Pro-government groups have been ready for days to fete  Chavez’s return to the Miraflores presidential palace, reviving  and suspending plans as rumors of his return come and go.

From the government, there is disciplined silence on the  details of Chavez’s operation and his precise schedule.

“Under authoritarian governments, there are photos. In  democracy, there is information,” opposition legislator Americo  de Grazia pointedly told parliament this week.

Chavez’s foes have jumped on the Cold War-style whiff of  secrecy over his health, hinting he may have something really  serious like cancer or at least is abusing the constitution  with the unexplained and prolonged absence.

They are particularly upset that Chavez has been signing  laws from Cuba, saying those might be illegal.

FIT FOR SUMMIT?

In his only public utterances — a phone call with a TV  network two days after the surgery — Chavez actually fueled  rather than dampened speculation by noting there were no  “malignant” signs found.

The famously workaholic and coffee-swilling Chavez also  vowed to be back home in a “few days”, which has not happened.

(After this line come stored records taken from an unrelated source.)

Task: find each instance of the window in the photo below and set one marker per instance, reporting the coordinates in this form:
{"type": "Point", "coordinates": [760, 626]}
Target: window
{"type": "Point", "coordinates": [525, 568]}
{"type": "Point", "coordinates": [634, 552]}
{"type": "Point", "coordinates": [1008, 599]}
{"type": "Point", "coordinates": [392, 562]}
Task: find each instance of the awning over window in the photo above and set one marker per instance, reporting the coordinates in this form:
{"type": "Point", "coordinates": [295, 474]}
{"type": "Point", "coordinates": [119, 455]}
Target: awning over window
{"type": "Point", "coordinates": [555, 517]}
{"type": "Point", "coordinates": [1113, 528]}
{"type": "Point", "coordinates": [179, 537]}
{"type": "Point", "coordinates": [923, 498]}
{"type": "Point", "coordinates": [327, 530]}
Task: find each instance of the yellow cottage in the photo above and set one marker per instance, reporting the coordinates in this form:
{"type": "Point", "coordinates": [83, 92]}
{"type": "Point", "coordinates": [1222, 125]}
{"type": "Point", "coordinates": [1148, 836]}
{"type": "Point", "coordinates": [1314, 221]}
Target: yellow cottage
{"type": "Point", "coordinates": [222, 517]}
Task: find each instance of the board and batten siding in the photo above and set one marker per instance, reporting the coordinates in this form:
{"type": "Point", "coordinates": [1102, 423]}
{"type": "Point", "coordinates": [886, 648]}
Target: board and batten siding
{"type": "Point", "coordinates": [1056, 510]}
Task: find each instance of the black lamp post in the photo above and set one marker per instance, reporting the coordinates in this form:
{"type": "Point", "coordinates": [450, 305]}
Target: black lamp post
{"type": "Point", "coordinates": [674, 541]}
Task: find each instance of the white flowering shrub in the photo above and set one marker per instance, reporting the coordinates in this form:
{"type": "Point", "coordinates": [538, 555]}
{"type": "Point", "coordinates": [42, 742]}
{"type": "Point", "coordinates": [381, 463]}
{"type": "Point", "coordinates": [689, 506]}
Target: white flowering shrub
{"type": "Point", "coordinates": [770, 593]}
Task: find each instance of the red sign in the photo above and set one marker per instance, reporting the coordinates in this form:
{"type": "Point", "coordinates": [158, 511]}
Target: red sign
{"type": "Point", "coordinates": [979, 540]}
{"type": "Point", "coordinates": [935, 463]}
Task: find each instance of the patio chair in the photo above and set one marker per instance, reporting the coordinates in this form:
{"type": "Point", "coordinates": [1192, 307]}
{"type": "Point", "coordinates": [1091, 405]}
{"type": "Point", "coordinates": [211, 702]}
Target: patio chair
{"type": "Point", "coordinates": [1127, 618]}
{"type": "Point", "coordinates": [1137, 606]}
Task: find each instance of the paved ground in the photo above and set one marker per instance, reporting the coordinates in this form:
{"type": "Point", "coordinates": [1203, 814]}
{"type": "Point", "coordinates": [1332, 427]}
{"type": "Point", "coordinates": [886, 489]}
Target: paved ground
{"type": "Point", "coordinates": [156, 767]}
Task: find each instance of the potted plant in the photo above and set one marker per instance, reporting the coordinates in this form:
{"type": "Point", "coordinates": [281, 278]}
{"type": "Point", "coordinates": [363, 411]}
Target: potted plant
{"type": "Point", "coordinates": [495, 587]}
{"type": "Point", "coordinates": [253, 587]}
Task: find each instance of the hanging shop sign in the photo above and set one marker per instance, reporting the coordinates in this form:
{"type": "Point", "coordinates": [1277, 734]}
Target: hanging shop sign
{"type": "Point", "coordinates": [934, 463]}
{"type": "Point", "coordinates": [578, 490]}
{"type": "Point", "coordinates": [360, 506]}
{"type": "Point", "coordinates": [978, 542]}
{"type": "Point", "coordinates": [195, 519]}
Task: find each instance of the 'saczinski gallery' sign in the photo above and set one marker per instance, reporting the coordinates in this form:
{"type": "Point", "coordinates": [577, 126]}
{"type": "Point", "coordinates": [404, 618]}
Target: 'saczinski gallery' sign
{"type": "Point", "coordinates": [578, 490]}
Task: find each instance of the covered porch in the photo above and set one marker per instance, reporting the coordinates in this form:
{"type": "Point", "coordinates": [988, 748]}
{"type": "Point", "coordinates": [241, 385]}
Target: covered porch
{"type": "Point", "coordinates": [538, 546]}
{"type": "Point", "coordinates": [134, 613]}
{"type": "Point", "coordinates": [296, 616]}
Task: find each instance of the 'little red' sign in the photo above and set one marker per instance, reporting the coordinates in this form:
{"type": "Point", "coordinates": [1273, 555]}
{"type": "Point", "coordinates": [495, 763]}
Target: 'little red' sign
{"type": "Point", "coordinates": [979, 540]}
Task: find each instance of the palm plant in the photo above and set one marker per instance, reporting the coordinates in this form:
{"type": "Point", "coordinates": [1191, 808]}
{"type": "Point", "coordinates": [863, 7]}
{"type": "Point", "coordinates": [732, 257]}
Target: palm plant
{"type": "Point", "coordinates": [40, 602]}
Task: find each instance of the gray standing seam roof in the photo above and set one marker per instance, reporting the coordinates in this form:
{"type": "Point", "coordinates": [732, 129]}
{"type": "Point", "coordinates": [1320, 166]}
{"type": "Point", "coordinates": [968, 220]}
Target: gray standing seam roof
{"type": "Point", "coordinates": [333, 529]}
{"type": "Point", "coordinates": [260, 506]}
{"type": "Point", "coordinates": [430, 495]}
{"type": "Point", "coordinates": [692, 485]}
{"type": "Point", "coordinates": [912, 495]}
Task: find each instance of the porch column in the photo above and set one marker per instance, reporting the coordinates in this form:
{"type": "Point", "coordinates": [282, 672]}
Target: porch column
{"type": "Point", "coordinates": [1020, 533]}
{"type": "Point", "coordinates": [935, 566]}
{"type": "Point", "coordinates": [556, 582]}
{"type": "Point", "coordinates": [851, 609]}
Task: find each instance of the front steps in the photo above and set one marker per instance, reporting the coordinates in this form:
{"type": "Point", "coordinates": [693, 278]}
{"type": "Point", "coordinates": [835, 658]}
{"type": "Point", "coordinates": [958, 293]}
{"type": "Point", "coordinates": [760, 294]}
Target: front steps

He is supposed to host a Latin American leaders’ summit in  Venezuela on July 5, so there is a widespread assumption his  goal is to be back at his usual energetic and loquacious best  for then.

Opposition newspapers, however, have reported that a  military hospital is being spruced up, possibly to receive him  on return from Cuba. They have also been making hay out of  deadly prison riots and electricity cuts to give an impression  of chaos and collapse in Chavez’s absence.